Более благочестивые солдаты сторонились еретического оружия и сохраняли надежные лазвинтовки провиденческого образца. Следуя примеру проводников-аскари, арканцы шили себе грубые одежды из лоз и шкур животных, в которых выглядели менее цивилизованными, чем дикари их родного мира. Но, несмотря на мешанину чужацкого и туземного барахла, каждый боец сохранил частичку своего наследия: потертую куртку, галифе с багровыми полосками… начищенные пояса и разгрузки из кожи быконосорога… плосковерхие кепи с кокардой в форме бараньего черепа, символа Конфедерации — значки вырезали из костей, такой был обычай в полку…
«Пираты! Мы похожи на Троном забытых пиратов», — печально решил Мэйхен.
— Он там, с ведьмой, — произнес Валанс, прервав раздумья капитана. Джон фыркнул, раздосадованный, что позволил разведчику подойти незамеченным. Казалось невероятным, что такой здоровяк передвигается настолько бесшумно; впрочем, Жак оставался одним из немногих серобоких, к которым рыцарь не потерял доверия.
— Влетел в лагерь, как подорванный, — продолжал Валанс. — Прямо к ней кинулся. Не очень-то это благопристойно, она ж ещё и дамочка полковника, и всё такое.
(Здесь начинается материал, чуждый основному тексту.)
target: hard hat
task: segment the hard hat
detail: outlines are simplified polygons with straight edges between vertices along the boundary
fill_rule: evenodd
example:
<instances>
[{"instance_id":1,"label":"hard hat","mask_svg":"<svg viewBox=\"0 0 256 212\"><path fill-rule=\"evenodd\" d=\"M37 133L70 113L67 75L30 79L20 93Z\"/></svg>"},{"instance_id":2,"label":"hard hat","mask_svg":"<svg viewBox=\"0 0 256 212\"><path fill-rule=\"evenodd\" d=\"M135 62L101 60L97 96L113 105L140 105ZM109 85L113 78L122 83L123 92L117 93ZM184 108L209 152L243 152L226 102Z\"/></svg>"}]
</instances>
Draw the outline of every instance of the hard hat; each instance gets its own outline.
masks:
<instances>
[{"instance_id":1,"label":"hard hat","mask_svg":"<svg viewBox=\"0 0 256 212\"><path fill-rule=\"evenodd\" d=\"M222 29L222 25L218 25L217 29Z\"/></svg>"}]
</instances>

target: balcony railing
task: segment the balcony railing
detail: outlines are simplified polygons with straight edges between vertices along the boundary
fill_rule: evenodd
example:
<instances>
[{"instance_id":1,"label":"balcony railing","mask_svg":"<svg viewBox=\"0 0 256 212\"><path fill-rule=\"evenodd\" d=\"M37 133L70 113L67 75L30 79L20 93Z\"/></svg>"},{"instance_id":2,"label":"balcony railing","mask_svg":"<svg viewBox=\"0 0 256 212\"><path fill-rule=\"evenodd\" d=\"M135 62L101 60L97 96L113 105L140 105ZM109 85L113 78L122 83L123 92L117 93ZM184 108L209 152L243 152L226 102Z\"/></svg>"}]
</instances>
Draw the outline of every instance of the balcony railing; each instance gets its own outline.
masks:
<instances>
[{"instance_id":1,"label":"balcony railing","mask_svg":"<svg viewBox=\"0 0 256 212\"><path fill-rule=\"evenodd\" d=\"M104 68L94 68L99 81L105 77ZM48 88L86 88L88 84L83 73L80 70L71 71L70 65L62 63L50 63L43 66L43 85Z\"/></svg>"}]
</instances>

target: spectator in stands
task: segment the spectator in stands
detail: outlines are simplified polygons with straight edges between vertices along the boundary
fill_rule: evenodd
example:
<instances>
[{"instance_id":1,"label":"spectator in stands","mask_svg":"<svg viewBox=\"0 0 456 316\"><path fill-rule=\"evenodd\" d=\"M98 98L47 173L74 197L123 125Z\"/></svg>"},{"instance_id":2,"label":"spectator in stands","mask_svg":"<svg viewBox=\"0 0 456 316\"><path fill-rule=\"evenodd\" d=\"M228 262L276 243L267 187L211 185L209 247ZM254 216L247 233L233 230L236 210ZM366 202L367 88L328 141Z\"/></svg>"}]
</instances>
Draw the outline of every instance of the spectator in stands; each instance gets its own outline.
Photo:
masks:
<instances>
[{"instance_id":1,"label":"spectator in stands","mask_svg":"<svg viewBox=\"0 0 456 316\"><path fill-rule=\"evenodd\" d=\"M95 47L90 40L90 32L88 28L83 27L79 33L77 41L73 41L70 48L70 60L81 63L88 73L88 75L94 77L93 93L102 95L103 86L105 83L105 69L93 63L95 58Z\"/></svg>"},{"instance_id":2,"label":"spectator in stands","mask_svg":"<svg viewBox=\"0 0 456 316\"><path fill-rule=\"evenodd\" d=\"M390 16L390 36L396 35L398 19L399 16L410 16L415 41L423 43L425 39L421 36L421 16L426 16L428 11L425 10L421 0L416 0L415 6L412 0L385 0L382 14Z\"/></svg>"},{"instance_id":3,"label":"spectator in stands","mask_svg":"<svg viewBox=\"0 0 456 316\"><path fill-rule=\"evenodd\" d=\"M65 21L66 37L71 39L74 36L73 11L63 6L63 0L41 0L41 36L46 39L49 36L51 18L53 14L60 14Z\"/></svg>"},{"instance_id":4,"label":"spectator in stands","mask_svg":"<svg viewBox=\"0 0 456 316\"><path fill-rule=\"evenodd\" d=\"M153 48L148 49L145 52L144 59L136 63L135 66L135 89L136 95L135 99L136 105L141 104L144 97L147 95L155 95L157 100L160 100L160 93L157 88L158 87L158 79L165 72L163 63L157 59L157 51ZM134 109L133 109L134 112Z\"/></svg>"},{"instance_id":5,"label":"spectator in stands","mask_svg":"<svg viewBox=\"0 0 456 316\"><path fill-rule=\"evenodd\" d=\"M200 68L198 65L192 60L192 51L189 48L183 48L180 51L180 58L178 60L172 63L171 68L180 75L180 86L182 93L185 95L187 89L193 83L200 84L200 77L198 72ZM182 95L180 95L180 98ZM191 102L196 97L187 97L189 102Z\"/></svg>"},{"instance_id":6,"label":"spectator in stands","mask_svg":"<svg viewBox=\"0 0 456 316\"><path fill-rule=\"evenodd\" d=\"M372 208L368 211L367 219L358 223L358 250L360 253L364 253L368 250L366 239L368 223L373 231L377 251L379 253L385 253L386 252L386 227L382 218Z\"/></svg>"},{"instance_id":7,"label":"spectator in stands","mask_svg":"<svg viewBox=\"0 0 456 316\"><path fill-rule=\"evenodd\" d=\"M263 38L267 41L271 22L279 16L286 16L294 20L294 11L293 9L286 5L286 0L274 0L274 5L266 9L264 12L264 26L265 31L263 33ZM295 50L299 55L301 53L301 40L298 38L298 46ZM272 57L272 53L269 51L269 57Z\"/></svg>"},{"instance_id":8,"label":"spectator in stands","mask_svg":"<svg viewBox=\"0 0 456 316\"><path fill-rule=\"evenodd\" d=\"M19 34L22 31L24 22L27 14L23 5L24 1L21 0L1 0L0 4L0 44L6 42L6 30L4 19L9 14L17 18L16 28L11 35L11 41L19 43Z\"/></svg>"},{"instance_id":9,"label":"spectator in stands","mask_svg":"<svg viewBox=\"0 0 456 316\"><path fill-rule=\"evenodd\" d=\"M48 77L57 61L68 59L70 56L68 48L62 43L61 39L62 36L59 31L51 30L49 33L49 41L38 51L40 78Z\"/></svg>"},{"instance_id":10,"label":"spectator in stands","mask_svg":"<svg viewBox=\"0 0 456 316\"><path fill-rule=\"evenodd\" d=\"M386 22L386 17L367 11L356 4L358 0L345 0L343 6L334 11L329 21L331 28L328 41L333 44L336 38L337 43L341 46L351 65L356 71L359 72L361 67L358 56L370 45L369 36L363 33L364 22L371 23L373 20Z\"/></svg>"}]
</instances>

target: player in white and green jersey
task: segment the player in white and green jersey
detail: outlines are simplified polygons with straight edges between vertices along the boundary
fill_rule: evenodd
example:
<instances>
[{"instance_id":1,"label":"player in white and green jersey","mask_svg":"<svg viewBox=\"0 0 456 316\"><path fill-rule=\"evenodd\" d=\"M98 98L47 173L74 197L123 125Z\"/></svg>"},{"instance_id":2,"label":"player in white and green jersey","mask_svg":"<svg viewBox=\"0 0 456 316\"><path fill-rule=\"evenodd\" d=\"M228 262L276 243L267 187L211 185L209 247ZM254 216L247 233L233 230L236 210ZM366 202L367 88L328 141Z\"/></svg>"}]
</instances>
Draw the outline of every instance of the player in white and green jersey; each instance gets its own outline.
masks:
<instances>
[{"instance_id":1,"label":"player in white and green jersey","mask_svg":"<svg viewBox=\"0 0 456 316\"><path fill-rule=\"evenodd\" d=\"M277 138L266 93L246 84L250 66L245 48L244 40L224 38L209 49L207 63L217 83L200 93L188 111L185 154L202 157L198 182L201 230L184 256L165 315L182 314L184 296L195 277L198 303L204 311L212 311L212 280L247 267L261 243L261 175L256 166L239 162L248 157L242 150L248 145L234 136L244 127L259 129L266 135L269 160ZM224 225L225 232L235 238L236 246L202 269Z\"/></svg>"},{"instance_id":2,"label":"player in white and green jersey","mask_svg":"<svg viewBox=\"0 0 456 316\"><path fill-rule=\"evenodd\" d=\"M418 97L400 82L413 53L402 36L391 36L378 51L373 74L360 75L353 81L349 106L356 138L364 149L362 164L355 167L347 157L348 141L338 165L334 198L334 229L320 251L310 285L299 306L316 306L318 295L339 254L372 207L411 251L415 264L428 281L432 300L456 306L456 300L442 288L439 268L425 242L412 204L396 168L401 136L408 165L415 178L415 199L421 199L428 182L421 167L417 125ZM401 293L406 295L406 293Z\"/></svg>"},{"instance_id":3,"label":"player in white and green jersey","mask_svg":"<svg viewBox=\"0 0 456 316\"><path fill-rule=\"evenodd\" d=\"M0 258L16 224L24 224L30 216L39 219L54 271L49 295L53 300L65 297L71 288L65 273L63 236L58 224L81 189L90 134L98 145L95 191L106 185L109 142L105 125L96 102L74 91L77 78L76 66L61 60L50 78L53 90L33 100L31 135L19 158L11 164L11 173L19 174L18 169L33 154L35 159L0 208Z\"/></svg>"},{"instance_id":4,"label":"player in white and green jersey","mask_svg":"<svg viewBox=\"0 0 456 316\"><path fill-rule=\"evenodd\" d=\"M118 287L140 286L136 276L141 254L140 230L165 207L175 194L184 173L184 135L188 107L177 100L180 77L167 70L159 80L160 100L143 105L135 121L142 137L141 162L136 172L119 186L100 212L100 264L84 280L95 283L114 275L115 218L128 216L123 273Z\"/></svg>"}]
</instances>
Джон кивнул под шлемом, узнав «Часового», который стоял рядом с командным судном Катлера. Хардин отсутствовал почти два дня, тенью следуя за идиотом-комиссаром, пытавшимся отыскать 19-й в Клубке. Сам Мэйхен не понимал одержимости другого капитана их преследователем и не обращал на это особого внимания, но недопустимо было, чтобы кавалерист вот так бродил по джунглям, когда столько поставлено на карту. В отсутствие полковника они отбросили прежние размолвки и работали вместе, чтобы удержать полк на плаву, но порочное пристрастие разъело Вендрэйку мозги. Пришло время разобраться с этим вырожденцем.
Как Отчаянье Бред порождает, так и Бред порождает Разлад…
— Заткнись ко всем Преисподним, ты, дохлый ублюдок! — прорычал Мэйхен, и, не обращая внимания на вопросительный взгляд разведчика, зашагал к командному судну.
— Успех нашего плана балансирует на острие ножа, зависит от полной синхронности участников, — настаивала Скъёлдис. — Что, если Энсор позовет, а тебя не будет на месте, Вендрэйк?
— Так спроси его, — ответил капитан. — Я же знаю, ты можешь. Вы общаетесь таким образом с тех пор, как они забрали его.
— Всё не так просто. Полковник — не псайкер, на таком расстоянии сложно коснуться его разума, и это причиняет Энсору боль. Мы составили расписание…
— Что ж, очень скверно, потому что комиссара вот-вот распишут. Мужик плывет прямо в чертову Мясную Кладовку! — прошипел Хардин. — Ты вообще представляешь, что ждет его там?
— Я…
— Вендрэйк! — заорал с берега Мэйхен. — Вендрэйк, вытаскивай свою грибком поеденную задницу с этой лодки! Поговорить надо!
Скъёлдис взглянула на дверь каюты, но взволнованный кавалерист обхватил её запястье.